Martin: Several workshops safeguard the secrets of Longwy enamel-making. These works of precision showcase exceptional French craftsmanship orchestrated by a passionate team of specialized artisans who have immersed themselves in a lifetime of rigorous training to achieve an unparalleled mastery of their métier. From the plaster model to the shelves, it takes no less than seven different skills, passed down from generation to generation, to create a single Longwy piece. The shape of the piece is created by our stylists in the design department and a plaster model is made by our molding workshop. This model helps create the mold—a hollow plaster cast in which a mixture of kaolin, clay, and water is poured. The plaster absorbs the water from the newly formed liquid clay, forming a “crust” along its walls.

The finishing department removes imperfections and smooths out the appearance by rubbing the piece with a sponge before baking it overnight. The resulting white terracotta is called the “biscuit.” The outline of the design imagined by the artist is then covered with a black ink using a drip, the only existing technique to decorate ceramics with enamels. This prevents the colors from mixing when each section is filled with enamel.

Once each section has been properly colored, the piece is baked overnight. A retouching operation follows which then requires a second firing. To check for any imperfections in the glaze, a burnt sienna powder is mixed with water and washed over the piece. This specific process is quite delicate and difficult to implement—it requires the expertise of our master craftsmen.

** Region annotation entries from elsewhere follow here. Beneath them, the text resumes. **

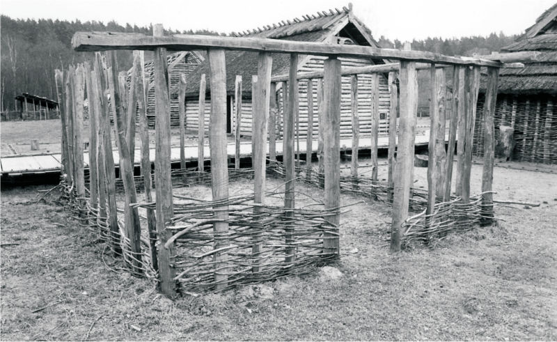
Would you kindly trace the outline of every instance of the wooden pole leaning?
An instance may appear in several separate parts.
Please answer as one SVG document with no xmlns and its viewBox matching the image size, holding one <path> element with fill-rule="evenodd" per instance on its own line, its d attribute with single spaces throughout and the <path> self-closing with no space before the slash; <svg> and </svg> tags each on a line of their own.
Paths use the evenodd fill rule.
<svg viewBox="0 0 557 342">
<path fill-rule="evenodd" d="M 389 163 L 389 170 L 387 171 L 387 186 L 389 192 L 387 193 L 387 201 L 393 203 L 393 188 L 394 187 L 394 173 L 396 167 L 396 160 L 395 160 L 395 153 L 396 152 L 396 118 L 398 116 L 398 89 L 396 85 L 397 73 L 391 72 L 389 73 L 389 153 L 387 160 Z"/>
<path fill-rule="evenodd" d="M 325 219 L 334 228 L 323 234 L 323 253 L 338 256 L 340 251 L 340 61 L 329 58 L 324 62 L 323 77 L 323 151 L 325 166 L 325 210 L 334 215 Z"/>
<path fill-rule="evenodd" d="M 135 75 L 132 75 L 136 79 L 136 98 L 137 98 L 137 109 L 139 118 L 139 137 L 141 141 L 141 173 L 143 177 L 143 191 L 145 192 L 146 202 L 152 202 L 152 184 L 151 173 L 151 161 L 150 159 L 149 149 L 149 123 L 147 119 L 147 106 L 146 99 L 147 95 L 145 91 L 145 70 L 144 54 L 143 51 L 134 51 L 134 55 L 139 55 L 140 68 L 136 69 Z M 155 272 L 159 270 L 159 258 L 157 251 L 157 217 L 155 210 L 147 209 L 147 230 L 149 232 L 149 247 L 151 252 L 151 265 Z"/>
<path fill-rule="evenodd" d="M 126 141 L 126 111 L 123 111 L 125 107 L 120 101 L 126 95 L 120 93 L 116 87 L 118 81 L 118 75 L 115 69 L 116 56 L 114 52 L 107 53 L 108 60 L 108 80 L 110 89 L 111 100 L 112 101 L 112 113 L 114 117 L 115 128 L 116 130 L 116 139 L 120 141 L 118 153 L 120 155 L 120 174 L 124 185 L 125 192 L 124 211 L 125 213 L 125 231 L 126 238 L 130 240 L 130 254 L 124 253 L 124 259 L 129 264 L 130 270 L 134 275 L 143 274 L 141 261 L 141 225 L 139 221 L 139 209 L 132 208 L 130 205 L 137 203 L 137 193 L 134 180 L 134 166 L 132 164 L 132 157 L 130 153 L 130 146 Z M 135 107 L 135 104 L 129 104 Z"/>
<path fill-rule="evenodd" d="M 285 225 L 288 227 L 286 231 L 285 243 L 287 263 L 292 263 L 296 253 L 294 247 L 294 228 L 296 224 L 294 219 L 294 208 L 295 199 L 295 154 L 294 154 L 294 136 L 295 122 L 298 109 L 298 80 L 296 73 L 298 70 L 298 55 L 290 54 L 290 79 L 288 81 L 288 93 L 287 97 L 288 106 L 284 115 L 284 147 L 283 148 L 283 157 L 285 171 L 285 189 L 284 189 L 284 209 Z"/>
<path fill-rule="evenodd" d="M 255 97 L 253 100 L 253 126 L 255 130 L 252 132 L 252 137 L 255 141 L 253 154 L 253 211 L 259 212 L 262 219 L 262 205 L 265 205 L 265 165 L 267 161 L 267 118 L 269 116 L 270 107 L 271 93 L 271 70 L 273 59 L 269 54 L 260 52 L 258 57 L 258 82 L 256 85 Z M 253 246 L 252 255 L 253 261 L 253 273 L 259 272 L 259 258 L 261 254 L 262 243 L 262 231 L 265 227 L 260 227 L 260 231 L 253 236 Z"/>
<path fill-rule="evenodd" d="M 400 62 L 400 118 L 397 166 L 393 201 L 391 251 L 400 250 L 402 224 L 408 217 L 410 187 L 414 168 L 416 113 L 418 107 L 418 79 L 414 62 Z"/>
<path fill-rule="evenodd" d="M 495 127 L 494 116 L 497 102 L 497 84 L 499 82 L 499 69 L 487 68 L 487 88 L 485 93 L 485 103 L 483 107 L 484 122 L 484 150 L 483 150 L 483 173 L 482 175 L 482 218 L 480 220 L 483 226 L 493 223 L 493 164 L 494 159 Z"/>
<path fill-rule="evenodd" d="M 235 116 L 235 153 L 234 155 L 234 167 L 237 170 L 240 169 L 240 138 L 242 132 L 242 76 L 237 75 L 234 82 L 235 93 L 234 99 L 236 101 L 236 116 Z"/>
<path fill-rule="evenodd" d="M 162 37 L 162 25 L 153 26 L 153 36 Z M 166 246 L 172 233 L 166 229 L 166 222 L 174 216 L 172 203 L 172 178 L 171 176 L 171 132 L 170 132 L 170 94 L 168 91 L 168 74 L 166 49 L 155 50 L 155 182 L 156 184 L 157 232 L 159 234 L 159 281 L 161 291 L 167 297 L 176 295 L 176 283 L 174 280 L 175 270 L 172 265 L 175 256 L 174 244 Z"/>
<path fill-rule="evenodd" d="M 359 149 L 360 120 L 358 116 L 358 75 L 350 77 L 350 100 L 352 114 L 352 153 L 350 160 L 350 175 L 358 177 L 358 150 Z M 356 187 L 356 183 L 354 186 Z"/>
<path fill-rule="evenodd" d="M 207 88 L 207 81 L 205 74 L 201 75 L 199 81 L 199 116 L 197 127 L 197 171 L 200 175 L 205 169 L 205 93 Z"/>
<path fill-rule="evenodd" d="M 180 168 L 186 169 L 186 75 L 180 74 L 178 81 L 178 121 L 180 121 Z M 187 179 L 186 174 L 184 181 Z"/>
<path fill-rule="evenodd" d="M 210 49 L 207 54 L 211 79 L 211 128 L 209 144 L 211 151 L 211 180 L 213 201 L 228 199 L 228 154 L 226 153 L 226 70 L 224 50 Z M 213 207 L 214 249 L 224 247 L 228 231 L 228 205 Z M 215 290 L 228 286 L 226 270 L 228 267 L 226 251 L 214 254 Z M 224 274 L 223 274 L 224 273 Z"/>
</svg>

Lastly, all Longwy pieces are covered with a thick layer of glaze that grants the object with a unique, uniform, and visually impactful surface, giving the deposited colored enamel a depth that is challenging to reproduce in decorated earthenware. Every piece that emerges from the Faïencerie carries the Longwy mark and is accompanied by a Certificate of Origin.

Raymond: Does Émaux utilize a proprietary or unique technique or technology to conceptualize these enamels?
Martin: In 1798 the Boch family founded the first ceramic manufactory now known as Émaux de Longwy. In 1835, the Huart family became the owner and helped it to prosper for over 150 years. In 1870, the Italian Amédée de Carenza, a specialist in cloisonné, joined the house and created a new artistic process: the black enamel line which replaced the brass wire—which delineates the different colors, resulting in more vibrant, visually impactful hues. This is a signature characteristic of Émaux de Longwy and illustrates how the first enamels were born. Since joining Manufactures Emblem Paris, the brand has experienced a real creative revival and has reconnected with the glory of its past thanks to its iconographic archives.

Raymond: Describe the overall brand DNA and Ethos
Martin: For several years now, many artists and designers have joined the “Longwy adventure”, forming a new chapter in its legendary history. Today, ceramists, decorators, jewelers, and painters illustrate a new vision of excellent work. Vincent Darré, Pierre Gonalons, India Mahdavi, Pierre Marie, José Lévy, Françoise Petrovitch, Michael Cailloux and many others still sign earthenware works that showcase their respective styles yet remain loyal to the storied DNA of the House.